Un lieve sospiro uscì dalla bocca del fantasma. “Così sia.”
Reghina si avvicinò nuovamente a lui e lo abbracciò.
Poi si baciarono di nuovo. Fu un bacio lungo e sognante.
Piansero entrambi e le loro lacrime commossero anche gli Dei e gli angeli del cielo, tanto che una leggera pioggia prese a cadere sul bosco.
Il buio scendeva tra le cime degli alberi, ma i due amanti non accennavano a separarsi. Restavano fermi come statue, accarezzati dal vento e dalla pioggia.
Darkho non era mai stato più felice. Il suo cuore era calmo e lieto. Il battito rallentò mentre la sua mente pensava solo a lei, a lei che lo stringeva a se.
Un solo pensiero balenava nella sua mente: “Saremo di nuovo insieme… e stavolta sarà per sempre”. Le loro labbra si allontanarono. Il guerriero riaprì gli occhi e vide davanti a se la cosa più meravigliosa che potesse desiderare. La sua amata era lì, di fronte a lui, visibile e tangibile.
Si abbracciarono ancora.
“A tra poco, Amore mio…” gli sussurrò Reghina con un sorriso.
“A tra poco, Vita mia.” Rispose egli, ricambiando. Poi il suo corpo si fece debole e il cacciatore si lasciò andare. Si sdraiò in terra, chiuse gli occhi e morì.
Il giorno seguente un giovane fauno traversava il bosco. Era stanco e decise di sedersi ai piedi di un’enorme quercia. Sulla corteccia dell’albero spiccavano due iscrizioni runiche: una era consumata e confusa, l’altra, invece, pareva essere stata appena scolpita. Non riuscendo a leggerle le lasciò stare, si appoggiò al massiccio tronco e si rilassò, godendosi la frescura della foresta. Tutto taceva. Poi una voce. Anzi, due. Il vento cullava tra le fronde degli alberi le note di una canzone che mai aveva udito.

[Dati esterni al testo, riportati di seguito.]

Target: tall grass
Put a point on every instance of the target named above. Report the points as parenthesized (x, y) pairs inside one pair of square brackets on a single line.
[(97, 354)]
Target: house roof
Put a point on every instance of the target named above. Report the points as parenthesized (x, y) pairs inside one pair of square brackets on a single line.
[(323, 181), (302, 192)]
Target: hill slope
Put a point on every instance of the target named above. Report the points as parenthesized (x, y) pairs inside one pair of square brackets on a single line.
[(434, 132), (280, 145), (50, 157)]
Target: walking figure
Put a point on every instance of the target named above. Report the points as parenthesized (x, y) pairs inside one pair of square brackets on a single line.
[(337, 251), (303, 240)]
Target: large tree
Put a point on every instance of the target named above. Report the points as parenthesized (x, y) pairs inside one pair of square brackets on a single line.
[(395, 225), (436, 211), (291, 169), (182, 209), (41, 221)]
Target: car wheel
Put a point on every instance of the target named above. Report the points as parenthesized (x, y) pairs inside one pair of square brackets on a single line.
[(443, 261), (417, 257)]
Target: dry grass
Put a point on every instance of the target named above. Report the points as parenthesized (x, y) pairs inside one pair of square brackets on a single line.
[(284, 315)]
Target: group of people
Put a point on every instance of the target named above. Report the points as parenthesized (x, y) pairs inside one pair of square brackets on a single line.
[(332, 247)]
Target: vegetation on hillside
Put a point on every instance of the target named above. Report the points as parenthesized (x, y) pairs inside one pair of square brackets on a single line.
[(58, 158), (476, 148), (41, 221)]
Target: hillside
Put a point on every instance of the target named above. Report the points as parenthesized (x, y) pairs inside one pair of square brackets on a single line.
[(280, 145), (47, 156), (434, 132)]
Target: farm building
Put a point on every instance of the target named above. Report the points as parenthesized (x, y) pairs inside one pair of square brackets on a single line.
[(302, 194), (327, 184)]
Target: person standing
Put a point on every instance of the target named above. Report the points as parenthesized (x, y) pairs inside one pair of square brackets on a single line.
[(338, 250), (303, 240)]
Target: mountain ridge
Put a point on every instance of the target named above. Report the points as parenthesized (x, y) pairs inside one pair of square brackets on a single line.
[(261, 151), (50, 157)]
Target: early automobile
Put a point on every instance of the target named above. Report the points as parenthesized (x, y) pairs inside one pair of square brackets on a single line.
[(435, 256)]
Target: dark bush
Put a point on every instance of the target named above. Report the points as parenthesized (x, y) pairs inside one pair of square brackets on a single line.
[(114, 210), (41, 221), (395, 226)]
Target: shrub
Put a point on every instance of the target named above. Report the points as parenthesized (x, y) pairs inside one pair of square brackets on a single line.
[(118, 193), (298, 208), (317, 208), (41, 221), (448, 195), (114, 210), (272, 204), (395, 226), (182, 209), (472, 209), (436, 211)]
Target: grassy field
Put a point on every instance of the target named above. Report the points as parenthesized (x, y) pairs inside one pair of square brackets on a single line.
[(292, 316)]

Tese l’orecchio e ascoltò in silenzio:
“Ecco ora io vedo il sole e la luna.
Ecco ora io scorgo il giorno e la notte.
Ecco ora io attraverso il cielo e il profondo mare.
Ecco ora io accarezzo il vento e la dura terra.
Ecco ora io tocco le stelle e le soffici nubi.
Ecco ora io vinco l’orso e il volo degli uccelli.
Ecco ora io ascolto la voce dell’albero e del lupo.
Ecco ora io giungo da te, Amor mio, per non lasciarti più.”
E al suono di quella meravigliosa melodia, il fauno, si addormentò e i suoi sogni furono animati dalle figure danzanti di un guerriero e della sua amata, uniti per sempre nel canto dell’amore.